- Born: Win Myint (a) Khin Maung Win 6 February 1952 (age 74) Konzaung village, Pwintbyu Township, Magwe Division, Burma
- Other names: Win Phwe Aung Maung
- Occupation: Writer
- Spouse: Khin Khin Htoo
- Children: Phway Phway Nay Win Myint
- Parent(s): Ba Shwe Daw Thein
- Awards: National Literature Award (1992)(2002)(2010)

= Nay Win Myint =

Burmese writer

Nay Win Myint (နေဝင်းမြင့်, born 6 February 1952) is a three time Myanmar National Literature Award-winning Burmese writer. He specialises in writing novellas and translated novels and won the Myanmar National Literature Award 3 times in 1992, 2002 and 2010. For the novels Twelve Strings (ဆယ့်နှစ်ကြိုး) in 1996, 16 Small Houses (အိမ်ကလေးဆယ့်ခြောက်လုံး) in 2002 and a translation of Amitav Ghosh's The Glass Palace (ရေကန်သာ ကြာတိုင်းအေး) in 2010. He also writes under pseudonyms such as Win Phwe (ဝင်းဖွေး) and Aung Maung (အောင်မောင်း).

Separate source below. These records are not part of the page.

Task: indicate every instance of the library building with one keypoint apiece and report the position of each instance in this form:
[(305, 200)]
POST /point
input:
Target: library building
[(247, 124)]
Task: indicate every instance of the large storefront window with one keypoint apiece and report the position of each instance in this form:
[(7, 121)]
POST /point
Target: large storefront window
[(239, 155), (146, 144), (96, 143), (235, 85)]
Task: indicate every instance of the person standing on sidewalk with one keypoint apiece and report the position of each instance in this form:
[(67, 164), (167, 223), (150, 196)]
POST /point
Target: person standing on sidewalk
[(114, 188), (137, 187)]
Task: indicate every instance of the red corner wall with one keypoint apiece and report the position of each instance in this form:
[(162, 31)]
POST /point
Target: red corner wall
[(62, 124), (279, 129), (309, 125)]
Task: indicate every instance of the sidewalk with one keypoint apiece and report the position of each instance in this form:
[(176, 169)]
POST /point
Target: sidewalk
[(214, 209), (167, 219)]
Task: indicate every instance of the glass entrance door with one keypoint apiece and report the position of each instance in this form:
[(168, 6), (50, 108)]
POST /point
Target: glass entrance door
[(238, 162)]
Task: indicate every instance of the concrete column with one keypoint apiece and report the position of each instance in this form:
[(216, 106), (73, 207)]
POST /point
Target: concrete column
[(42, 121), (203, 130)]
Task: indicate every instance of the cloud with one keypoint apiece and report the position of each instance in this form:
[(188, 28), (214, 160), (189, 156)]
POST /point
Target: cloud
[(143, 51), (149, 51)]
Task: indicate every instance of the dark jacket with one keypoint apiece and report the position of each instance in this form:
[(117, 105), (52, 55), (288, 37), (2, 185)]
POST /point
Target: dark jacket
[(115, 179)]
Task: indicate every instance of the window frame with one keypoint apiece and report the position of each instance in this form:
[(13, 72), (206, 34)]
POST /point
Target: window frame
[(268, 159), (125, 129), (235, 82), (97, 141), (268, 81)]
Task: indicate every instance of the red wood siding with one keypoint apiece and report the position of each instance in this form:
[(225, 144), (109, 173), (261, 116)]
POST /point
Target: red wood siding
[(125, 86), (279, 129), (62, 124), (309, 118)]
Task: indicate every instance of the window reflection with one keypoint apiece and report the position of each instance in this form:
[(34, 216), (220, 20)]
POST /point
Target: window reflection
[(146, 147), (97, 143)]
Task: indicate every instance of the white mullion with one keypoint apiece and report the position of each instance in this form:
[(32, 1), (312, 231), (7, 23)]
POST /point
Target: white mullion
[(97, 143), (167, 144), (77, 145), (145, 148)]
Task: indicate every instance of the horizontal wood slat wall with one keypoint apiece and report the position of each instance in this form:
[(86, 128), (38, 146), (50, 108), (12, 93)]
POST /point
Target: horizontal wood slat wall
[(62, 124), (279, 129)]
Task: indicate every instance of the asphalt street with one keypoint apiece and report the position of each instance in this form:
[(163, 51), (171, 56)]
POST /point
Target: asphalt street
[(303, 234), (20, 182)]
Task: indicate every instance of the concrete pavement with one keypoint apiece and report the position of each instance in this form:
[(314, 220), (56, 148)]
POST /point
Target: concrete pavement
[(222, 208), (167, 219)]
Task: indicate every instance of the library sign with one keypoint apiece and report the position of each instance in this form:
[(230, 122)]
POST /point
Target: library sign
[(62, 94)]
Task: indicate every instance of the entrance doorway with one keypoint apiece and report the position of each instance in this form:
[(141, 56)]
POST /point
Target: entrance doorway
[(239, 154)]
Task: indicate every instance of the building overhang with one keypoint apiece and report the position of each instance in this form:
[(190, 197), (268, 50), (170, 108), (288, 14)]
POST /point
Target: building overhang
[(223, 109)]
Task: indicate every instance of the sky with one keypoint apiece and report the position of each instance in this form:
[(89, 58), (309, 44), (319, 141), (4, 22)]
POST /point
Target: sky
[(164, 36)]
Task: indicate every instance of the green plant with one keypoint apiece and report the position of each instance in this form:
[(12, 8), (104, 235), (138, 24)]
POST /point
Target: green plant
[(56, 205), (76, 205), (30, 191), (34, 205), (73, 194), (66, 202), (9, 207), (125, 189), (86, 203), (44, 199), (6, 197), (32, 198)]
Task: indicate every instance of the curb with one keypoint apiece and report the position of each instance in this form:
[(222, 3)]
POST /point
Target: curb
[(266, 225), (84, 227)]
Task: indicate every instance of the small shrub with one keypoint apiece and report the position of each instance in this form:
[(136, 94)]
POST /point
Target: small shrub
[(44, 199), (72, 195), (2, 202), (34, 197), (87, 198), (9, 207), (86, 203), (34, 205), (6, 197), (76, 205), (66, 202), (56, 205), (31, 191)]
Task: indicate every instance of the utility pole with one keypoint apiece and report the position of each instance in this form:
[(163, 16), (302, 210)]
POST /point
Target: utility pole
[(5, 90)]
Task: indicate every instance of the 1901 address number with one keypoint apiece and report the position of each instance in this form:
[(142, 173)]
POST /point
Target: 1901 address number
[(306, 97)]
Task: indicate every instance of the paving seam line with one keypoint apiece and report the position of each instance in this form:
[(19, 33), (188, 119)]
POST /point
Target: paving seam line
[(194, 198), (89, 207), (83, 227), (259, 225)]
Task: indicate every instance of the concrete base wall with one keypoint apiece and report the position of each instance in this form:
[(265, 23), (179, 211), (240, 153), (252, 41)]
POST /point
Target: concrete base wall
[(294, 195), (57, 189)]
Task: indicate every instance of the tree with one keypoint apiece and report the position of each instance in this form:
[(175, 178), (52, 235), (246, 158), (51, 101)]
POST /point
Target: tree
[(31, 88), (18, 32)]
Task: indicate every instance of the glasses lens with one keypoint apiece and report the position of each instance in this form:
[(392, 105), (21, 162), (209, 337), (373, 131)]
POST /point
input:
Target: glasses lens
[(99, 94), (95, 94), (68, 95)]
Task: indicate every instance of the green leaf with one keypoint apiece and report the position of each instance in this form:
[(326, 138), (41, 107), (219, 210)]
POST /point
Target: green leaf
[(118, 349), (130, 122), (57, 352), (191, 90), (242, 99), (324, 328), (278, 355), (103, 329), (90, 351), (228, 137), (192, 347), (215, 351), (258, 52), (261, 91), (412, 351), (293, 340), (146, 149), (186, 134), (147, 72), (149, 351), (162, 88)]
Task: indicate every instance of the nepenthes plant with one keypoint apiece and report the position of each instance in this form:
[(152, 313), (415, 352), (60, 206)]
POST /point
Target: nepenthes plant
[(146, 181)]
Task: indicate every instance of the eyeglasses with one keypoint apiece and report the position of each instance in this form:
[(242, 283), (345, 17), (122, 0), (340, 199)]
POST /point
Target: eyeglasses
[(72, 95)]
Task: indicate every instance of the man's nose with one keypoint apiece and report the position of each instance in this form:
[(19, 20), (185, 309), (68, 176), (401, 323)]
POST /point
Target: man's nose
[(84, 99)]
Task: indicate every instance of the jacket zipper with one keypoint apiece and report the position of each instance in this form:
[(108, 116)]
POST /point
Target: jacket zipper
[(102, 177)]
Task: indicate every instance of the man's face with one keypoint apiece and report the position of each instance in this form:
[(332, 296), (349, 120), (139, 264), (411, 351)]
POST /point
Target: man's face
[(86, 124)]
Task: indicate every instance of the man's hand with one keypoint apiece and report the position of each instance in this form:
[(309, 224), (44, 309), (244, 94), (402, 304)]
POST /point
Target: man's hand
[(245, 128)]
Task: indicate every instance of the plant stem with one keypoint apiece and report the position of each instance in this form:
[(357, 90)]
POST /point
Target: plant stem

== Early life and family ==
He was born on 6 February 1952 in Konzaung village, Pwintbyu Township, Magwe Division, Burma (Myanmar). His wife, Khin Khin Htoo, is also a renowned writer and won the same Myanmar National Literature Award for 2002. He lives with a daughter, Phway Phway Nay Win Myint.

== Career ==
He has struggled and he has all the experiences such as singing, working in a brick factory, giving speeches and going on a lot of tours. Nowadays he writes novels as well as give speeches at the literature talks along with other authors and his wife. Many people admired him as their teacher. He is rated as one of the best writers in Myanmar as well as around the world. He has gone to several countries such as France, USA, China, Singapore, UAE, Thailand and Malaysia for literature works. Win Myint also worked as a journalist and has increasingly focused on environmental issues.